I had started learning Flask and felt that a good way to practice it would be redesigning my site with it.
It was pretty easy and the documentation was really good. As a Pythonista, I loved it. The only problem I had was that my hosting provider was GoDaddy(a blunder that I committed in my early days) and that meant hosting a Flask app was impossible. Luckily for me, my hosting plan with GoDaddy was going to expire pretty soon and I was looking for other hosting providers.
I had been given a 100 dollar credit on Amazon Web Services in a hackathon and I decided to give it a try. I host some of my applications on Heroku and I thought migrating completely to AWS might make it a lot simpler and give me more control. Plus, having to setup everything from scratch made it interesting and I was all set for the task.
The initial setup on AWS like installing Apache, Flask were simple.

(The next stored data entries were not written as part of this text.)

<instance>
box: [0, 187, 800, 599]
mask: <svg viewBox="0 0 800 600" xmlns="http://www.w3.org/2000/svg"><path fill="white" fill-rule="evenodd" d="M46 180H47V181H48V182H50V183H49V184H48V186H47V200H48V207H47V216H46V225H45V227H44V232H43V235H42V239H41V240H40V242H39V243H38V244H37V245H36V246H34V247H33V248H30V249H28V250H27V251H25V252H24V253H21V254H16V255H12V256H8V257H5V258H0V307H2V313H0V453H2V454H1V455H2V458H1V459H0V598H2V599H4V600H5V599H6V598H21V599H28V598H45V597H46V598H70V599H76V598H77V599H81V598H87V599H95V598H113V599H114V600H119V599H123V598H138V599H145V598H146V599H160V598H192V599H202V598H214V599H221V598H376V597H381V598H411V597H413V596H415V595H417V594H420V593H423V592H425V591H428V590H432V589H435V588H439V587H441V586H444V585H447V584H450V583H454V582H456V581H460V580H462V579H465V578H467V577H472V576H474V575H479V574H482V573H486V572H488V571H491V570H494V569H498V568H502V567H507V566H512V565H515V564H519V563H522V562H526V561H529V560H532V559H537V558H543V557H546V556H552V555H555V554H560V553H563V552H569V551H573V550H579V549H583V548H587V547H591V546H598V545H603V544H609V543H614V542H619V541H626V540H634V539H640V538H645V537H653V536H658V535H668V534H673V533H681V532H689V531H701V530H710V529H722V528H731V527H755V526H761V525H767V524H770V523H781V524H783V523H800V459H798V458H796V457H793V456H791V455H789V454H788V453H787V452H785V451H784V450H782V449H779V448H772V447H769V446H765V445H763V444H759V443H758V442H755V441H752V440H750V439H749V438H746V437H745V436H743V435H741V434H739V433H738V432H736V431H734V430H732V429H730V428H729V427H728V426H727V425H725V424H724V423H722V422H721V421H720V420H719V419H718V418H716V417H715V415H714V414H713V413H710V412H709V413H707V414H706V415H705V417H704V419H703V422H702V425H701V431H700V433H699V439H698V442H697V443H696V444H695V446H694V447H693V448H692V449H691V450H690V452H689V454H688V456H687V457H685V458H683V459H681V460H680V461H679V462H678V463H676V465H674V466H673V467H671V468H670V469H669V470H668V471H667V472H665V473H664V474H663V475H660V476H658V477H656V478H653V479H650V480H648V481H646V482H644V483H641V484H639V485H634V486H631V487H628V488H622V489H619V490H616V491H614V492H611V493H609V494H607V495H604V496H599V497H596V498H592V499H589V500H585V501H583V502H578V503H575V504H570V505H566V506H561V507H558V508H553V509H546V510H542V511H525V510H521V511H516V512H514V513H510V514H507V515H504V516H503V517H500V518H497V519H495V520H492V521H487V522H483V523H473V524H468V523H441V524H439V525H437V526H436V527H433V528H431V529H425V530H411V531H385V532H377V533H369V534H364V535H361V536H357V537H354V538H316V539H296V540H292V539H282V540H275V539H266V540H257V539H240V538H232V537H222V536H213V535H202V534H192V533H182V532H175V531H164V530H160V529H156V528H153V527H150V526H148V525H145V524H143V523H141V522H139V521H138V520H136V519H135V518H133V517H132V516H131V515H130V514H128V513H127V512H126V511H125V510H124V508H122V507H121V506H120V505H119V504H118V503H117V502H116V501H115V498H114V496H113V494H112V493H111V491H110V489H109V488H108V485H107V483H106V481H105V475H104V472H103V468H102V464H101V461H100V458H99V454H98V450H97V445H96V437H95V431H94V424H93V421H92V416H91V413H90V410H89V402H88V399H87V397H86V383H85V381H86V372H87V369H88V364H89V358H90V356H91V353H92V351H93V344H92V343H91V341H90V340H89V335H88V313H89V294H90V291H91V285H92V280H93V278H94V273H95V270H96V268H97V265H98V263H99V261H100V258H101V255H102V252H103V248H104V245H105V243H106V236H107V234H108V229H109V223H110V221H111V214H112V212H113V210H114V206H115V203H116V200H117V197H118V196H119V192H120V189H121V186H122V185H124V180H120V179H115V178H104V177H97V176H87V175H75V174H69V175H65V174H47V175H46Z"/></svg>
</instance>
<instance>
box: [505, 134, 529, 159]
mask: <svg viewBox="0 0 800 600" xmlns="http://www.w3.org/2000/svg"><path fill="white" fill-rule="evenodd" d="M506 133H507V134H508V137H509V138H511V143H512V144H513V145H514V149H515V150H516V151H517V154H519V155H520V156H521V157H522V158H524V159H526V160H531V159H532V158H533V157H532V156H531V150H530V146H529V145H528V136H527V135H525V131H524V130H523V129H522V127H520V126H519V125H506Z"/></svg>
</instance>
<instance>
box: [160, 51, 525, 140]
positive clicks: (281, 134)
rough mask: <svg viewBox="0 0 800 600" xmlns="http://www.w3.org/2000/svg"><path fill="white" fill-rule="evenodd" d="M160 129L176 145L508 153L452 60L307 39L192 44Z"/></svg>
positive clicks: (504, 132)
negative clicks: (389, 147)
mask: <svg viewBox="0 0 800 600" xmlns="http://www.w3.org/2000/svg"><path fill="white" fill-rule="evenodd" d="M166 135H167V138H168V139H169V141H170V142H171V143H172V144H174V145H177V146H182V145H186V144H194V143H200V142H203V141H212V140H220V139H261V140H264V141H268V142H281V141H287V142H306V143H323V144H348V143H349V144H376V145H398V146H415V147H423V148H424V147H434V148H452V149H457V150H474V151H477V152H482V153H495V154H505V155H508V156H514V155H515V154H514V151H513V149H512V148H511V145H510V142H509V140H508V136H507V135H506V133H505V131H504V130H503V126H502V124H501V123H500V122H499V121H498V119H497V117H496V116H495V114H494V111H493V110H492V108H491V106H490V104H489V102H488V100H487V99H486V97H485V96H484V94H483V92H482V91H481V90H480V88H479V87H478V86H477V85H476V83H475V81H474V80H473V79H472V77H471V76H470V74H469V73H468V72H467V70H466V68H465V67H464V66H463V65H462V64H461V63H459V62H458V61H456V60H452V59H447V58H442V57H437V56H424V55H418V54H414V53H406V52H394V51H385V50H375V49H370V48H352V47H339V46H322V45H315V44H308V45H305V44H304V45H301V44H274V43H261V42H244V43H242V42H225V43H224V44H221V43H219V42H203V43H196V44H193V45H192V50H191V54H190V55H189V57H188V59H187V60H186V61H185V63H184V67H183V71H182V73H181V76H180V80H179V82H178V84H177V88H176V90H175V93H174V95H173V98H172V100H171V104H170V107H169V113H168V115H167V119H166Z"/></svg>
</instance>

I just had to run a few commands like
sudo apt-get install apache2 libapache2-mod-wsgi
wget https://bootstrap.pypa.io/get-pip.py; python get-pip.py
pip install flask
pip install flask-flatpages
The next step was to get the Flask app up and running with Apache. This is where I ran into some troubles as most tutorials and documentations that I could find online were leading to 500 or 404 errors. I played around for several hours and finally managed to get it to work. These were the steps I followed:
sudo su
cd /var/www
git clone urlto://git.repo
(say flaskapp)cd flaskapp
After this, create a name.wsgi file where name is the name of the file containing the app = Flask(__name__)
line.
The contents of the name.wsgi file should be as follows:
import sys
sys.path.insert(0, '/var/www/flaskapp')
from app import app as application
Then, run the following commands:
cd /etc/apache2/sites-available
nano amazonaws.com.conf
Type the following contents into the amazonaws.com.conf file:
NameVirtualHost *:80
<VirtualHost *:80>
ServerName 'Public DNS of your EC2 Instance'
WSGIScriptAlias / /var/www/flaskapp/name.wsgi
<Directory /var/www/flaskapp/>
Order allow,deny
Allow from all
</Directory>
ErrorLog ${APACHE_LOG_DIR}/error.log
LogLevel info
CustomLog ${APACHE_LOG_DIR}/access.log combined
</VirtualHost>
After this, enable the Flask app by disabling the default Apache page and enabling the newly created one.
a2dissite default
a2ensite amazonaws.com.conf
/etc/init.d/apache2 restart
And voila, the app should now be live and you can access it using your EC2 instance's public DNS.